The authors describe the degradation of an intrinsically disordered transcription factor (LMO2) via PROTACs (VHL and CRBN) in T-ALL cells. Given the challenges of drugging transcription factors, I find the work solid and a significant scientific contribution to the field.

Strengths:

(1) Validation of LMO2 degradation by starting with biodegraders, then progressing to chemical degrades.

(2) interrogation of the biology and downstream pathways upon LMO2 degradation (collateral degradation and apoptotic markers).

(3) Cell line models that are dependent/overexpression of LMO2 vs LMO2 null cell lines.

(4) CRBN and VHL-derived PROTACs were synthesized and evaluated.

Weaknesses:

(1) The conventional method used to characterize PROTACs in the literature is to calculate the DC50 and Dmax of the degraders, I did not find this information in the manuscript.

(2) The proteomics data is not very convincing, and it is not clear why LMO2 does not show in the volcano plot (were higher concentrations of the PROTAC tested? and why only VHL was tested and not CRBN-based PROTAC?).

(3) The correlation between degradation potency and cell growth is not well-established (compare Figure 4C: P12-Ichikawa blots show great degradation at 24 and 48 hrs, but it is unclear if the cell growth in this cell line is any better than in PF-382 or MOLT-16) - Can the authors comment on the correlation between degradation and cell growth?

(4) The PROTACs are not very potent (double-digit micromolar range?) - can the authors elaborate on any challenges in the optimization of the degradation potency?

(5) The authors mentioned trying six iDAb-E3 ligase proteins; I would recommend listing the E3 ligases tried and commenting on the results in the main text.

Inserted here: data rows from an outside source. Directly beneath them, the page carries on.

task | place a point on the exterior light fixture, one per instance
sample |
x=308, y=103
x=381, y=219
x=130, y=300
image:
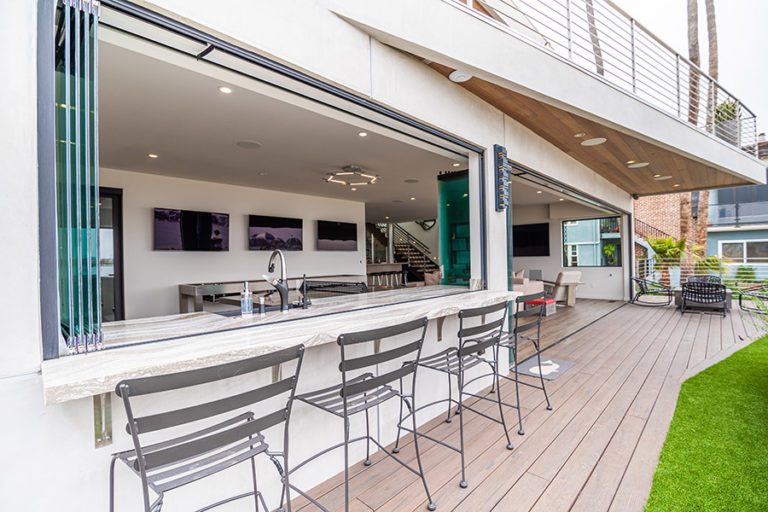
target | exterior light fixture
x=351, y=175
x=459, y=76
x=594, y=142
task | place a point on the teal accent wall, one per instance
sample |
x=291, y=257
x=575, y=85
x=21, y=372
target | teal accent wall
x=453, y=218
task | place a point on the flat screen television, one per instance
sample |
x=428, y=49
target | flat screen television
x=336, y=236
x=530, y=240
x=267, y=233
x=186, y=230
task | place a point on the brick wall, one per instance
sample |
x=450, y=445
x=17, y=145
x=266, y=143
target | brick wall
x=661, y=212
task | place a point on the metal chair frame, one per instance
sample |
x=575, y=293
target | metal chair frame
x=366, y=390
x=178, y=461
x=473, y=343
x=703, y=295
x=653, y=289
x=532, y=323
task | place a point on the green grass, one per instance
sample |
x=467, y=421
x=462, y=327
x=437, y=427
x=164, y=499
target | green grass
x=715, y=457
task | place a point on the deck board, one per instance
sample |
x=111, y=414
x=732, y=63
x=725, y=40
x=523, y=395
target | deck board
x=597, y=450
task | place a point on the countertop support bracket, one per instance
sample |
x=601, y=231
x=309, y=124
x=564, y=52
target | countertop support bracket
x=102, y=419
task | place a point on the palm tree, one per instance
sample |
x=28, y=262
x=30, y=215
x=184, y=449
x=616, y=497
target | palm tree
x=703, y=210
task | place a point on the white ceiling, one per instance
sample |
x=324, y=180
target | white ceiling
x=147, y=105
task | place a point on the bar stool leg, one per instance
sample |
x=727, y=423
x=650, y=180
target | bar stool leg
x=520, y=430
x=496, y=350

Reviewer #2 (Public review):

Summary:

Sereesongsaeng et al. aimed to develop degraders for LMO2, an intrinsically disordered transcription factor activated by chromosomal translocation in T-ALL. The authors first focused on developing biodegraders, which are fusions of an anti-LMO2 intracellular domain antibody (iDAb) with cereblon. Following demonstrations of degradation and collateral degradation of associated proteins with biodegraders, the authors proceeded to develop PROTACs using antibody paratopes (Abd) that recruit VHL (Abd-VHL) or cereblon (Abd-CRBN). The authors show dose-dependent degradation of LMO2 in LMO2+ T-ALL cell lines, as well as concomitant dose-dependent degradation of associated bHLH proteins in the DNA-binding complex. LMO2 degradation via Abd-VHL was also determined to inhibit proliferation and induce apoptosis in LMO2+ T-ALL cell lines.

Strengths:

The topic of degrader development for intrinsically disordered proteins is of high interest, and the authors aimed to tackle a difficult drug target. The authors evaluated methods, including the development of biodegraders, as well as PROTACs that recruit two different E3 ligases. The study includes important chemical control experiments, as well as proteomic profiling to evaluate selectivity.

Weaknesses:

The overall degradation is relatively weak, and the mechanism of potential collateral degradation is not thoroughly evaluated. In addition, experiments comparing the authors' prior work with their anti-LMO2 iDAb or Abl-L are lacking, which would improve our understanding of the potential advantages of a degrader strategy for LMO2.